Make dinner easy with the perfect comfort food. Try this recipe and let us know what you think!
Other Slow Cooker Recipes
- Slow Cooker Chicken Tacos
- Slow Cooker Barbacoa Beef Tacos
- Slow Cooker Chicken and Wild Rice Soup
- Slow Cooker Hawaiian BBQ Chicken Drumsticks
Slow Cooker Pot Roast with Potatoes and Carrots
- 3 to 4 pounds beef chunk roast
- 2 teaspoons kosher salt
- 1 tablespoon coarse ground black pepper
- 2 tablespoons extra virgin olive oil
- 1 1/2 pounds baby gold potatoes
- 4 carrots, peeled and cut into 2-inch pieces
- 1 large yellow onion, quartered
- 5 cloves garlic, sliced
- 1 sprig fresh thyme
- 1 can (10.5 oz.) Campbell’s® French Onion Soup
- 1/2 cup beef broth, or water
- 2 tablespoons balsamic vinegar
- 2 tablespoons cornstarch
- 2 tablespoons cold water
- Minced parsley, to garnish (optional)
- Season beef with salt and pepper. Heat oil in a medium skillet over medium-high heat, then sear roast on each side for 4 to 5 minutes until browned.

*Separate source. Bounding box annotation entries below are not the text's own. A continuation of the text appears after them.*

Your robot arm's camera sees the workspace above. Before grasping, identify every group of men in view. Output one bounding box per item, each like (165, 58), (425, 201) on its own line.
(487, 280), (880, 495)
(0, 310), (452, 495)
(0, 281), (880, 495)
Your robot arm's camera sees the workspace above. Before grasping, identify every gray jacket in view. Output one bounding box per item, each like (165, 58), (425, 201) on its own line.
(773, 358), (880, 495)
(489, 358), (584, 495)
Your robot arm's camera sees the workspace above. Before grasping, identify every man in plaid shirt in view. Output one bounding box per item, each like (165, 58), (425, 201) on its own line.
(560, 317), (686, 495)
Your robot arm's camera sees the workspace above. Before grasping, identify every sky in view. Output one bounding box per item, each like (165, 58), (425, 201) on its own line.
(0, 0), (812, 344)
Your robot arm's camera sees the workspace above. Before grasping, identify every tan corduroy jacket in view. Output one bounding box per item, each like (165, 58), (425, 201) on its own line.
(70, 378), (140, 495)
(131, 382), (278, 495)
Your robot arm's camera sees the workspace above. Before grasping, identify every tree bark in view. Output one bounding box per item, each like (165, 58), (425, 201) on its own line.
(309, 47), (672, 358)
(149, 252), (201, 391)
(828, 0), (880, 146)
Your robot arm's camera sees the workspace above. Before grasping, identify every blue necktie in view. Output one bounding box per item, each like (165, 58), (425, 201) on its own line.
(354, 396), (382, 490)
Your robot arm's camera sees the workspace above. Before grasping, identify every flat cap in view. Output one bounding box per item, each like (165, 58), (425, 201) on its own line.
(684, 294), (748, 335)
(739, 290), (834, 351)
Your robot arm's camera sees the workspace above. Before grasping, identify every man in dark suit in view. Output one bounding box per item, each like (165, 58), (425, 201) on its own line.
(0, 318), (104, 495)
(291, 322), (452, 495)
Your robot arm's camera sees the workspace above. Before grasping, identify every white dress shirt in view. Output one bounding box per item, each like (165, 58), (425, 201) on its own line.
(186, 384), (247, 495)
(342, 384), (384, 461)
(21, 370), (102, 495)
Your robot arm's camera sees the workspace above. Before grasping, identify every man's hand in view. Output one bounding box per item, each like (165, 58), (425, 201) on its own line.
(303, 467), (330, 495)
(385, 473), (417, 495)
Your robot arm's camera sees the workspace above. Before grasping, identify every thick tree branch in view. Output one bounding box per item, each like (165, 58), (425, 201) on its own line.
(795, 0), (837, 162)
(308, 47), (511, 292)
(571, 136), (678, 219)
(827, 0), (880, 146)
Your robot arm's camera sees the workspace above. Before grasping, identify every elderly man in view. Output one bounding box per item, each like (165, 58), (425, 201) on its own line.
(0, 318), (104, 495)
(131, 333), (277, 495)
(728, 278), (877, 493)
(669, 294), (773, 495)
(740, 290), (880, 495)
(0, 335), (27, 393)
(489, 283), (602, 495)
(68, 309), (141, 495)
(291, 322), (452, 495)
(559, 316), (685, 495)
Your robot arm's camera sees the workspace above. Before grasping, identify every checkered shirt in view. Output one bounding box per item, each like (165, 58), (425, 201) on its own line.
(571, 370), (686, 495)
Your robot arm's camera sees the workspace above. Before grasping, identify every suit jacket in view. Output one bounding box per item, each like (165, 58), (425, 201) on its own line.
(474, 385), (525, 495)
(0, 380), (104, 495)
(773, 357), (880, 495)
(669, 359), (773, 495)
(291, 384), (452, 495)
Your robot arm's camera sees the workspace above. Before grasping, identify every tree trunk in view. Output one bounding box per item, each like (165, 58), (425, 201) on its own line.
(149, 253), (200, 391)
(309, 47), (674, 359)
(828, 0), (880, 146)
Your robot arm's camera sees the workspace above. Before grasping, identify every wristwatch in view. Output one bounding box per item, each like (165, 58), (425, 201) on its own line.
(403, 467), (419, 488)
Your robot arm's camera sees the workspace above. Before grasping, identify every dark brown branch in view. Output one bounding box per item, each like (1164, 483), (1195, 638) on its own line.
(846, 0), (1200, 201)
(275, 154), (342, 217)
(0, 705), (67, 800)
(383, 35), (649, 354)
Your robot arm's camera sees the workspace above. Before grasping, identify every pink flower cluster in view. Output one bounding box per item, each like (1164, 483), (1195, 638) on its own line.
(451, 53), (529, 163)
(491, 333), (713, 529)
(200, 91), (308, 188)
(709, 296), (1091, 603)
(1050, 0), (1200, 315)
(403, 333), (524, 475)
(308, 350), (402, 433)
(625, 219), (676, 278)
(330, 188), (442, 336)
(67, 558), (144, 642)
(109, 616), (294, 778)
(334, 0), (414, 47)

- Add potatoes, carrots, onion, garlic and thyme to crock of slow cooker.
- Place seared beef on the vegetables, pouring Campbell’s soup, broth (or water), and vinegar over everything. Cover and cook on low for 8 to 10 hours or on high for 5 to 6 hours.
- When ready to serve, mix cornstarch and water in a small bowl, then stir into liquid in slow cooker. Allow to cook uncovered on high until sauce is thickened into a gravy. Taste and add salt and pepper, if necessary.
- Garnish with parsley, if desired.
- Cut the potatoes in half if they are medium sized potatoes, otherwise leave them whole.
- Store leftovers in the refrigerator for up to 3 days.
- Nutritional information is based on a 3 pound roast.